4. Are there currently any state tax credits for PZEVs, hybrids, and EVs?
Yes, Colorado provides the most generous tax incentives in the country for these vehicles.
5. If the state wanted to exceed the LEV standard, could it do so?
Under the Clean Air Act, only the federal government and the state of California can set new motor vehicle emission standards. Under Section 177 of the Clean Air Act, states can choose to adopt California’s standards, exactly as they are, in lieu of federal standards. So, no, Colorado does not have the authority to create a “third standard.”
6. Might some manufacturers increase their prices to offset the costs in manufacturing LEVs?
This is a possibility that CLEAR has already considered. In summary, increases in initial vehicle costs will not be as much as savings in fuel costs, thus creating net cost benefits.
7. Do you have an estimate about the number of LEVs currently in operation in Colorado?
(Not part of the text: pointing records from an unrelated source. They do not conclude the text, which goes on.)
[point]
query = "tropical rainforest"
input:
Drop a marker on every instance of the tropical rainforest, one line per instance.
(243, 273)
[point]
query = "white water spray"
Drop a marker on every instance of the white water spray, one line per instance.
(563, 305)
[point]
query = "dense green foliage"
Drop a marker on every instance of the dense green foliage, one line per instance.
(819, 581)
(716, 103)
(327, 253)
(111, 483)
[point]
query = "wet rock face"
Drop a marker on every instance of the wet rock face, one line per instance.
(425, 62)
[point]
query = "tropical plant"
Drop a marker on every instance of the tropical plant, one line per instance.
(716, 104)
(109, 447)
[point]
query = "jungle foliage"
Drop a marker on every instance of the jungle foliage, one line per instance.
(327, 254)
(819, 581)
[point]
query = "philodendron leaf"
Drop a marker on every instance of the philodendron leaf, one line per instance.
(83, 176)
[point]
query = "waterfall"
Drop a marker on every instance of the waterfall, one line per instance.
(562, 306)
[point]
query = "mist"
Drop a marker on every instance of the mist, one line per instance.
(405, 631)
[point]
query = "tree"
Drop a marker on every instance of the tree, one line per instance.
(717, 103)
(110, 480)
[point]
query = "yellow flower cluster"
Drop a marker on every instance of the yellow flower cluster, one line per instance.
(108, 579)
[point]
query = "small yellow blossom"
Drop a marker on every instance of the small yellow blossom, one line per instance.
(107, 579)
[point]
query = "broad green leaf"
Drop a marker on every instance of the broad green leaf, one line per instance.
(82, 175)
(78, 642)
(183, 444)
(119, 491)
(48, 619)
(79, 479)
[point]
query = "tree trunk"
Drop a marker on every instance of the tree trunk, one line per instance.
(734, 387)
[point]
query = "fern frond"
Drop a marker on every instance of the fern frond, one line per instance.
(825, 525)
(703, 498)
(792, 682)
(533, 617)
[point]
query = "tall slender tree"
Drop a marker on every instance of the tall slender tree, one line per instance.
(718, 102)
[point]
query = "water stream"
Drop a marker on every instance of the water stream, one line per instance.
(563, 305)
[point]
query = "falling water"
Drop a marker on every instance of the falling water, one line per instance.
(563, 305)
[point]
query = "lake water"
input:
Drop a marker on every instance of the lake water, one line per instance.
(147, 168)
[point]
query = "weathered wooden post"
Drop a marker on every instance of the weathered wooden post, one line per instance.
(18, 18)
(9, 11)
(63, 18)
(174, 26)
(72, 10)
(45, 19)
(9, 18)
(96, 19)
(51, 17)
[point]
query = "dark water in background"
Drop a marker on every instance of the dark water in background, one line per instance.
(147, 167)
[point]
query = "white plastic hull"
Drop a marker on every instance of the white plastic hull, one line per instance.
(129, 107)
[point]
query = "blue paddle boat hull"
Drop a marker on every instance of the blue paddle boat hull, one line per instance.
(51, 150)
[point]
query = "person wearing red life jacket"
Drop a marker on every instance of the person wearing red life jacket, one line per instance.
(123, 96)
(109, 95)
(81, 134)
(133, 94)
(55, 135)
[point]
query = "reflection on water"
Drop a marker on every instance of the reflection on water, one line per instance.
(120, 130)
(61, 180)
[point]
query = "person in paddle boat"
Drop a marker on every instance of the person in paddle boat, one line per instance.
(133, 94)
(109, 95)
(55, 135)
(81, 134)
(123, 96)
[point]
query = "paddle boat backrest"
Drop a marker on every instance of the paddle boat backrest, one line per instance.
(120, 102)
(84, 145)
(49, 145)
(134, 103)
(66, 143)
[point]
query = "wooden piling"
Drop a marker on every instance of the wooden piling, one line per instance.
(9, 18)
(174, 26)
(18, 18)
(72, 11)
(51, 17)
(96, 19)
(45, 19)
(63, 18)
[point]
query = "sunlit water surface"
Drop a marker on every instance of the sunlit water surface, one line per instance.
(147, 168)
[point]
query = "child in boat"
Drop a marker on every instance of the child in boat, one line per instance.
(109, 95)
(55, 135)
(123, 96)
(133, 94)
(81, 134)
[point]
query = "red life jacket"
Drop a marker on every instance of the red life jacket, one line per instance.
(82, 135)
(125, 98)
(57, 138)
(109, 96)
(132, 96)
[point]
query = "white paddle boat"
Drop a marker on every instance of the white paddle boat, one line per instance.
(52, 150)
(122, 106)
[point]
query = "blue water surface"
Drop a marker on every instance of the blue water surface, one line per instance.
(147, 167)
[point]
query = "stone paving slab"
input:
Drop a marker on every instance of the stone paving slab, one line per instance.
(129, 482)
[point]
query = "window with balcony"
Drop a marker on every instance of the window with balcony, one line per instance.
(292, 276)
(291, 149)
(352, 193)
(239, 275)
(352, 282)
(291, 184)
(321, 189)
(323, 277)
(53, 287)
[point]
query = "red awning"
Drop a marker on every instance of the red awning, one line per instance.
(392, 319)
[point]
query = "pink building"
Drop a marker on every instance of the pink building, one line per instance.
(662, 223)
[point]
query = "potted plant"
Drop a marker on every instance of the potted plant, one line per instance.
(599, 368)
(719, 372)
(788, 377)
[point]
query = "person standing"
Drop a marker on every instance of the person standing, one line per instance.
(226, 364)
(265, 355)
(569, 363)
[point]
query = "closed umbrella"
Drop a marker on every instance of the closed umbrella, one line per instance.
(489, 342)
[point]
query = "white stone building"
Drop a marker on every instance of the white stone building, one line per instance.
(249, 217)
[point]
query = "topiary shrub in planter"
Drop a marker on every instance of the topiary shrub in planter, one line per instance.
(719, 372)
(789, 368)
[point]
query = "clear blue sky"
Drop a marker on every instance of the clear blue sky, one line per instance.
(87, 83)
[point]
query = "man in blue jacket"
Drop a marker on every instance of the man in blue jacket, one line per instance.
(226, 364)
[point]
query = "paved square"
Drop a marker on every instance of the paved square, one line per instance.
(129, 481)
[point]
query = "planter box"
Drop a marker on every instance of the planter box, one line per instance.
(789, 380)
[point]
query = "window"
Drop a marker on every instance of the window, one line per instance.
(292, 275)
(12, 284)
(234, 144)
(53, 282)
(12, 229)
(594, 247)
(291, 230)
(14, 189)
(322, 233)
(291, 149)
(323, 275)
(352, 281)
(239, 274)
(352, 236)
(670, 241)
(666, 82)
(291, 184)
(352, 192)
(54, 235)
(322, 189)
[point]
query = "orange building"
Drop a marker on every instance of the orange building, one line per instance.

The Colorado Division of Motor Vehicles might have data for LEVs registered in Colorado. This data does not, however, account for out-of-state vehicles operating in Colorado.
8. What are other air pollutants that will be reduced by having an LEV standard?
The Air Care Colorado program inspects emissions of Carbon Monoxide (CO), Hydrocarbons (HC), and Nitrogen Oxides (NOx) from all gasoline-powered light-duty vehicles registered in its program area (Denver Metro and North Front Range). These are the primary components of ground level ozone, which the Clean Air Act requires us to regulate.
The Colorado Mobile Sources Program inspects these same emissions from all diesel-powered vehicles registered in the Front Range (Larimer/Weld to El Paso Counties). CLEAR maintains existing EPA standards on Greenhouse Gas (GHG) emissions for all new light-and-medium-duty vehicles sold throughout Colorado as of MY 2022. It is possible that there will be reductions in other pollutants upstream of vehicles, such as at refineries and gas stations, due to the expected decrease in fuel consumption from CLEAR.
9. Does Colorado have a “Cash for Clunkers” program to get the most polluting vehicles off the roads?
All Federal funds have been allocated for the Cash for Clunkers program. The Clear the Air Foundation accepts donations of old “gross emitter” vehicles, sells them to parts yards, and donates the proceeds to various charities.
10. Will having an LEV standard reduce smog in cities?
It could definitely help, but vehicle tailpipe emissions are not the only contributors to ground level ozone (i.e., “urban smog”). Fossil-fueled power plants, construction, oil & gas development, industrial activities, wildfires, paint, etc. also contribute, and Colorado is addressing each of these through other programs.
11. How much might having an LEV standard improve over all air quality?
Our answer to #10 can also apply here, as “overall air quality” varies widely based on different combinations of all those contributing sources. As for climate change, however, we predict that CLEAR will help reduce over 30 million tons of GHGs in the years 2022-2031.